No free plastic bags
Be prepared to buy a bag when you do your shopping or bring your own if you don’t want to pay extra each time. I always carried a small tote bag in case of an unexpected shopping spree.
Sunday is (mostly) a no-go day. Supermarkets and shopping centres are closed. In case you need some smaller groceries there are always convenience stores (or if you’re close to a border that may be a good day to pop into one of the neighbouring countries) but it’s better to stock up on everything on Saturday.
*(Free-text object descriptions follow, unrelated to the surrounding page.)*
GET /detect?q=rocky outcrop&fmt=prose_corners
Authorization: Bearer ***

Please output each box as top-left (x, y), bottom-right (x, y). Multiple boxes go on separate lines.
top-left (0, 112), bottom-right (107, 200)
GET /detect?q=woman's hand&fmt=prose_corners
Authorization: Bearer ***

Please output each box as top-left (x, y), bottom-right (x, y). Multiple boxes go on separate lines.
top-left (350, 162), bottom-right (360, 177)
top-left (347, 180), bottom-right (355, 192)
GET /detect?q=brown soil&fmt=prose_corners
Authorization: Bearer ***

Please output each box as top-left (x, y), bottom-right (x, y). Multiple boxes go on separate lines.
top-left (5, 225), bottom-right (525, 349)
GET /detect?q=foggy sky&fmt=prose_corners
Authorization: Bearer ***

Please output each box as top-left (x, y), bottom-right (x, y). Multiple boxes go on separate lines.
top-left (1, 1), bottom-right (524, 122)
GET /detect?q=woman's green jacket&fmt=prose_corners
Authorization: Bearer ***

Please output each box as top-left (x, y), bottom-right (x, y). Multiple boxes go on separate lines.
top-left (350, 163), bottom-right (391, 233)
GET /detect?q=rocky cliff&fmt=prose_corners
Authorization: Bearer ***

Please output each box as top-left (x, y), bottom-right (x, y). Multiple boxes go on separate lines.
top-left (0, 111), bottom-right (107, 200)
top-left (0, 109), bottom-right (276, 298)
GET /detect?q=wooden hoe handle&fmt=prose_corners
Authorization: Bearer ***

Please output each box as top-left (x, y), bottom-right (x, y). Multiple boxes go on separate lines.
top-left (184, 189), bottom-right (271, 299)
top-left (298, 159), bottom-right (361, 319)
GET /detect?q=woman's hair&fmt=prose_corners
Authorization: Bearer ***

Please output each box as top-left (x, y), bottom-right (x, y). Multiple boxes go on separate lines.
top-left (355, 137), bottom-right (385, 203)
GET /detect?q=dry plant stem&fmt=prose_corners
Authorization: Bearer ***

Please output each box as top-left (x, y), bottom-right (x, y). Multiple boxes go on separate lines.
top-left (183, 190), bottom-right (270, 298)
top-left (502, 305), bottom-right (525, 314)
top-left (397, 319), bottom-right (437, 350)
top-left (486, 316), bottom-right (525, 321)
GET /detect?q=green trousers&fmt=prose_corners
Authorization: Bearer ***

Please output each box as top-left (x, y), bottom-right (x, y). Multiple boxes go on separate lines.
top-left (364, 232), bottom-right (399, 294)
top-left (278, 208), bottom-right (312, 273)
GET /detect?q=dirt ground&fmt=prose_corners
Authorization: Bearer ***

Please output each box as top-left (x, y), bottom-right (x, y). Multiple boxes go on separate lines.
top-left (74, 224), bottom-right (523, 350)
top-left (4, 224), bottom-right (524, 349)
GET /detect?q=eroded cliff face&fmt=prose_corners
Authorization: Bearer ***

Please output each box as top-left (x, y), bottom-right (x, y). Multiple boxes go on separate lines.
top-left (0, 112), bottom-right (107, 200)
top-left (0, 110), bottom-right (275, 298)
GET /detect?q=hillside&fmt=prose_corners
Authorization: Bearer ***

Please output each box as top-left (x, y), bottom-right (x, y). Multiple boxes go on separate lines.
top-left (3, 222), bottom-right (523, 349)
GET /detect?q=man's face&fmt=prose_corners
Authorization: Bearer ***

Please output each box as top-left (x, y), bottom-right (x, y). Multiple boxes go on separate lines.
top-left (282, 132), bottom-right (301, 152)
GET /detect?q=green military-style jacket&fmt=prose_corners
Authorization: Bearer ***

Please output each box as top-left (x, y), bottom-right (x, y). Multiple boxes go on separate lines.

What’s with all those flavoured and sweetened yoghurts, sodas and lemonades? It was hard to find a plain yoghurt (and also if you think it may be plain it’s sweetened and has added vanilla) or a regular tonic water. Does everyone in Germany have a sweet tooth?
(thank you Germany for all the delicious Haribo bears though 😆)
Get your money back for all plastic and glass bottles (which is between €0.08 – €0.25 per bottle). Most supermarkets have machines where you drop your bottles and get a voucher to claim your pfand back. Easy peasy.